The title hung in the air, a grotesque parody of festivity, as meaningless and unnerving as laughter at a funeral. No explanation followed. Just the words, bright and hollow, grinding against the thick bewilderment that clamped the humans together like cattle.
The goblin spread its fingers across the podium as though presenting a prize. Its grin remained fixed, though the voice that came from its throat was more piercing than celebratory.
“Yes, yes, the Bal’or Games! Surely you have heard the fanfare, seen the proclamations, read the fine notices! The bells have rung, the banners have flown, the paperwork has been filed on Rigal V for… Let me see…” He paused, his eyes glazing as his focus shifted to something just in-front of him, though there was nothing Kevin could see. “Over three hundred thousand years, no less! And now, at last, you are here. How punctual!”
The words bounced strangely in the chamber, their cheer clipping on stone and falling flat against the water-slick floor. Kevin felt the woman beside him shift, as if she might laugh in disbelief, but the sound caught in her throat.
The goblin carried on as though reciting an old speech it had given a thousand times before.
“You, the fortunate few—well you fortunate three million, one hundred and forty one thousand, five hundred and ninety—have been delivered to this most illustrious event! An event of trials, of quests, of struggles and triumphs!” Its eyes flicked left, then right, as if searching for applause that never came.
“Within these dungeons,” it continued, “you shall embark on adventures both grand and small. You shall find wonders to boggle the mind, magics to unmake what you once thought real, and treasures to tempt even the most modest among you. And, of course…” The grin sharpened to something wolfish. So many teeth, surely more than its mouth could hold, Kevin thought as his mind struggled to keep up with the reality in-front of his eyes, if it was indeed real, of course. “…perils. Many perils. But that is the delight of it all, is it not? For what is triumph without despair!” It chuckled—it was clear that was its favourite part of this whole speech.
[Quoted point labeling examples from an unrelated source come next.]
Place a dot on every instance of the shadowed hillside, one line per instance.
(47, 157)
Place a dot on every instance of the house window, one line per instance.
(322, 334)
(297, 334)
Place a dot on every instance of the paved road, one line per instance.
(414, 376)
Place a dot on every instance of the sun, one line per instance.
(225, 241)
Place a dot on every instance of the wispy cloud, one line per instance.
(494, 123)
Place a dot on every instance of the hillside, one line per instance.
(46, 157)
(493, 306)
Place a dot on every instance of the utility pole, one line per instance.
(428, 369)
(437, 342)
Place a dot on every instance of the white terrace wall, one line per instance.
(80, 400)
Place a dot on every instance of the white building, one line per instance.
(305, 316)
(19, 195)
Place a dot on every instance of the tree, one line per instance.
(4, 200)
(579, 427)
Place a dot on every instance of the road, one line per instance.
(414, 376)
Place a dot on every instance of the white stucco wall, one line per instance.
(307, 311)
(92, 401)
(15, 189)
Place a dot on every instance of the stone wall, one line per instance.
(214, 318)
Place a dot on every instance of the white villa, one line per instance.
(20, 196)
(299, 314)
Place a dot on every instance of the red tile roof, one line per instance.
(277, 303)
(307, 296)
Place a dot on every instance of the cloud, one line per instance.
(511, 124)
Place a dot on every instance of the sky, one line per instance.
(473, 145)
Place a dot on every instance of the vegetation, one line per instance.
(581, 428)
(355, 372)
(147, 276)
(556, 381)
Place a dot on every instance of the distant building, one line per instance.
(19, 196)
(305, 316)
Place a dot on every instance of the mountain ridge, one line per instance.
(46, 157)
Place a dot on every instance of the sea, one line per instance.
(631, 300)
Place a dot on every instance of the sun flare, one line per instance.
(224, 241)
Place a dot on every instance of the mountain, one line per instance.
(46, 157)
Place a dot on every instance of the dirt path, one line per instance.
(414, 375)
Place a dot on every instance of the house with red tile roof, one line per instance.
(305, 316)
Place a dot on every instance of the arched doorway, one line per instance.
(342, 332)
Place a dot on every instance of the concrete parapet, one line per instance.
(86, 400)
Kevin felt a shiver travel the group. No one answered.
The goblin leaned closer over the podium, lowering its voice to a conspiratorial lilt. “Oh, one small formality—death, as you may have guessed, is permanent. Quite permanent. No appeals, no reversals, no refunds. A body broken here remains broken. A spirit lost remains lost. I do hope you won’t take it too hard. Oh, unless of course, you wisely invested in the regulatory insurance offered circa…” Its eyes glazed momentarily again. “Ah, yes!.. 200 years ago.”
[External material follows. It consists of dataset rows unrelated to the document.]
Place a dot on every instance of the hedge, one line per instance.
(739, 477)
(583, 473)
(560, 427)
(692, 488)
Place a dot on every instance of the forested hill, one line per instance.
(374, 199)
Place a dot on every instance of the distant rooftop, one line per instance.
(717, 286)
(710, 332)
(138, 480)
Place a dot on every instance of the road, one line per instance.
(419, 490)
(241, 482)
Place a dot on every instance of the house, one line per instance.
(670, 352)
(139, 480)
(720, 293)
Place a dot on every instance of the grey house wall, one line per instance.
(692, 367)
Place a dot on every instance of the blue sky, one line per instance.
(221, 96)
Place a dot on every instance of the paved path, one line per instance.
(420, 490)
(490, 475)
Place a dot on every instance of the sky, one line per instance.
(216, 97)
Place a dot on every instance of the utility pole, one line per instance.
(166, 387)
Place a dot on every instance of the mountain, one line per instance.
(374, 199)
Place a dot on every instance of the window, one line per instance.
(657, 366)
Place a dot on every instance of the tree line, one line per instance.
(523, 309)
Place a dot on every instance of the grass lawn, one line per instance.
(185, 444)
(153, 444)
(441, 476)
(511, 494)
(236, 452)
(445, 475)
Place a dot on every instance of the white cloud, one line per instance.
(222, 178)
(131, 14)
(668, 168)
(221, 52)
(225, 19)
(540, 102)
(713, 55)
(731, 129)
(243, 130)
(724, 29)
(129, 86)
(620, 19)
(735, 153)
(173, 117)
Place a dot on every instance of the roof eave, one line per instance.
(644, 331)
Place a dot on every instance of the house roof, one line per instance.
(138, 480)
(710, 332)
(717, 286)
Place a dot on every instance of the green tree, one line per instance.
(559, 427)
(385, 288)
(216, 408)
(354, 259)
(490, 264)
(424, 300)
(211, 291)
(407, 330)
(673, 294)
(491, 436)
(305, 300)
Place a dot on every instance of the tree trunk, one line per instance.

It straightened again, brightening its tone as though it had merely announced the lunch break. “Now, now, let us not dwell! You are free to proceed as you wish: alone, together, not at all, it’s entirely your choice from here on out. Of course, bear in mind that competition is, ah, enabled. How do you put it on your world?” It grinned sharply again. “Player versus player?”
Kevin listened to its words, daggering at his eardrums as the high-pitched voice reverberated around the stone floors. It seemed to threaten to cut the cobbled stones all over again.
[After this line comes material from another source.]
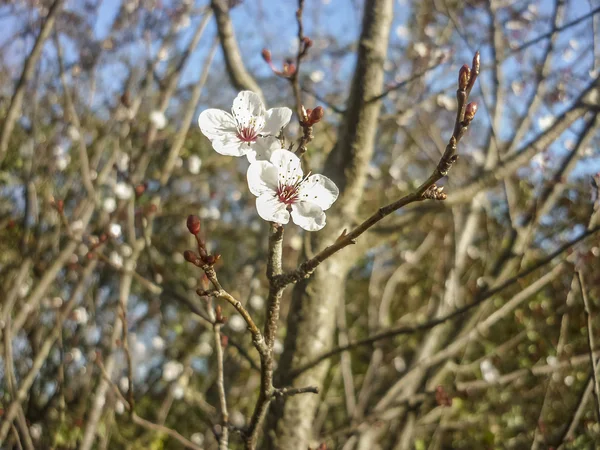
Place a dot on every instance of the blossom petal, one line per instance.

The goblin tested the phrase like a foreign delicacy. “Yes. Enabled. Entirely at your discretion, of course.”
The ogres shifted then, a slow, rumbling roll of shoulders like mountains reconsidering their weight. Kevin’s throat tightened.
The goblin tapped the podium once with a long gray nail and from nowhere sank through the stone walls were new doorways, one to the north, behind the goblin, one to the west, near the tattooed woman, still with her back to the moving walls, one to the east and another behind them all, the grandest and smoldering with a dark red light, a sulfurous smoke emanating from within.
“And now, we will watch. See what will be done and how you, our players, will play our game!” He sneered, arms stretching out with the coldest of welcomes Kevin had ever endured. “Good luck!” A familiar, yet less potent, flash bolted from the door in-front of the group. The goblin, the two ogre-lackies and the podium all vanished.